Avec retard, mais avec résolution, l’Allemagne venait donc de prendre place parmi les nations intéressées par l’Afrique. Le contexte international imposait qu’une tractation coloniale se fasse au niveau européen. Afin que les rivalités coloniales ne se transforment pas en conflits armés entre les puissances, et pour que l’Allemagne ait une "part" d’Afrique à la hauteur de sa puissance en Europe, Bismarck réunit une conférence internationale à Berlin. Elle se tint du 15 novembre 1884 au 26 février 1885. Le partage du continent y fut organisé et codifié.

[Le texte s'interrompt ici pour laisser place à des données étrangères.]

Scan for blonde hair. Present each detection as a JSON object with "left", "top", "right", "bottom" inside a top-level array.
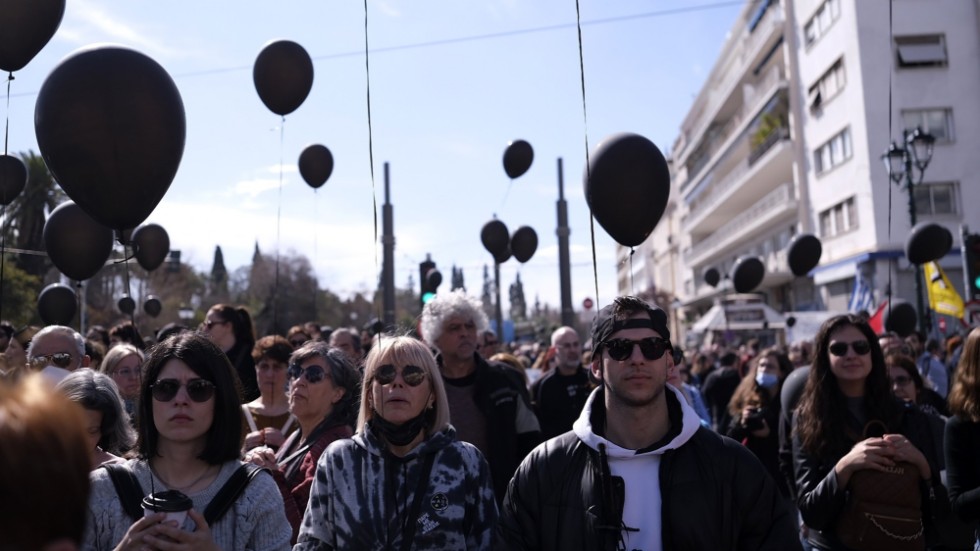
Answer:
[{"left": 357, "top": 335, "right": 449, "bottom": 435}]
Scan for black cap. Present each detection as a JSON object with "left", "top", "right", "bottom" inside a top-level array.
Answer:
[{"left": 592, "top": 296, "right": 670, "bottom": 350}]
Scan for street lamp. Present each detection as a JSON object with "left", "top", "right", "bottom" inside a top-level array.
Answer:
[{"left": 881, "top": 128, "right": 936, "bottom": 331}]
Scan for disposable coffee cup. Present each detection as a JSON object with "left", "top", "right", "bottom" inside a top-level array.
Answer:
[{"left": 143, "top": 490, "right": 194, "bottom": 528}]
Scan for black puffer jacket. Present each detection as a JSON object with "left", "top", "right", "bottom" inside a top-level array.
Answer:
[{"left": 497, "top": 389, "right": 800, "bottom": 551}]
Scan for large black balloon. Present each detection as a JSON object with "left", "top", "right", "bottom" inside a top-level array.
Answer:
[
  {"left": 480, "top": 219, "right": 510, "bottom": 263},
  {"left": 884, "top": 299, "right": 919, "bottom": 338},
  {"left": 34, "top": 46, "right": 187, "bottom": 230},
  {"left": 732, "top": 256, "right": 766, "bottom": 293},
  {"left": 43, "top": 201, "right": 112, "bottom": 281},
  {"left": 299, "top": 144, "right": 333, "bottom": 189},
  {"left": 0, "top": 0, "right": 65, "bottom": 73},
  {"left": 0, "top": 155, "right": 27, "bottom": 205},
  {"left": 704, "top": 268, "right": 721, "bottom": 287},
  {"left": 584, "top": 134, "right": 670, "bottom": 247},
  {"left": 133, "top": 224, "right": 170, "bottom": 272},
  {"left": 786, "top": 233, "right": 823, "bottom": 277},
  {"left": 37, "top": 283, "right": 78, "bottom": 325},
  {"left": 143, "top": 295, "right": 163, "bottom": 318},
  {"left": 252, "top": 40, "right": 313, "bottom": 116},
  {"left": 510, "top": 226, "right": 538, "bottom": 263},
  {"left": 905, "top": 222, "right": 953, "bottom": 264},
  {"left": 504, "top": 140, "right": 534, "bottom": 178}
]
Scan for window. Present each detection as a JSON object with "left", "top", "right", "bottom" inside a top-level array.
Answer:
[
  {"left": 810, "top": 58, "right": 847, "bottom": 110},
  {"left": 803, "top": 0, "right": 840, "bottom": 46},
  {"left": 895, "top": 34, "right": 946, "bottom": 67},
  {"left": 913, "top": 182, "right": 959, "bottom": 215},
  {"left": 902, "top": 109, "right": 954, "bottom": 142},
  {"left": 820, "top": 197, "right": 858, "bottom": 237},
  {"left": 813, "top": 128, "right": 853, "bottom": 174}
]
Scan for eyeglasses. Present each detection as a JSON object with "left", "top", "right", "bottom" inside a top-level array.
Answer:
[
  {"left": 150, "top": 379, "right": 215, "bottom": 403},
  {"left": 605, "top": 337, "right": 673, "bottom": 362},
  {"left": 827, "top": 341, "right": 871, "bottom": 357},
  {"left": 374, "top": 364, "right": 425, "bottom": 386},
  {"left": 31, "top": 352, "right": 73, "bottom": 369},
  {"left": 286, "top": 364, "right": 328, "bottom": 384}
]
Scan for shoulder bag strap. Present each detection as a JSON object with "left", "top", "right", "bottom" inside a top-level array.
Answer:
[
  {"left": 204, "top": 463, "right": 266, "bottom": 526},
  {"left": 102, "top": 463, "right": 143, "bottom": 522}
]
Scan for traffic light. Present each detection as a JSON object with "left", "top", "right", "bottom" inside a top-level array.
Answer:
[
  {"left": 963, "top": 233, "right": 980, "bottom": 301},
  {"left": 419, "top": 255, "right": 442, "bottom": 306}
]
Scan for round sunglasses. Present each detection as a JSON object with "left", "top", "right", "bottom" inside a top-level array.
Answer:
[
  {"left": 603, "top": 337, "right": 673, "bottom": 362},
  {"left": 374, "top": 364, "right": 425, "bottom": 386},
  {"left": 150, "top": 379, "right": 215, "bottom": 402}
]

En 1890, Bismarck fut écarté des affaires par l’empereur Guillaume II. A partir de cette époque, une nouvelle politique fut suivie.
Ne se contentant plus de réclamer la liberté pour ses maisons de commerce, le Reich exigea une place en Afrique correspondant à sa véritable puissance. Vecteur de cette volonté, la Ligue pangermaniste (Alldeutscher Verband) diffusa ses idées au moyen de nombreuses publications ; ses relais dans la presse nationale et régionale étaient très influents. Divers comités coloniaux soutenaient, favorisaient ou encourageaient les initiatives gouvernementales. Les milieux industriels et financiers acquis à l’expansion coloniale agissaient auprès de différents organes de presse et l’ensemble entretenait un climat favorable à la revendication d’une "place au soleil" pour l’Allemagne.
A partir de 1890 toujours, l’Etat allemand prit la place des compagnies coloniales incapables de mener cette nouvelle politique qui était d’assurer au Reich une place en Afrique digne de sa puissance.
Un problème se posait, cependant, qui était de savoir comment faire un Empire à partir d’une poussière de modestes comptoirs. Ce fut l’oeuvre d’un homme, le Dr. Kayser, directeur de la Section coloniale du ministère des Affaires étrangères.
Il ne fut guère encouragé par le chancelier Caprivi, successeur de Bismarck ; il lui fallut en effet attendre 1894 pour que le chancelier Hohenlohe, après avoir définitivement engagé l’Allemagne dans une véritable politique coloniale, accepte une augmentation significative des crédits coloniaux.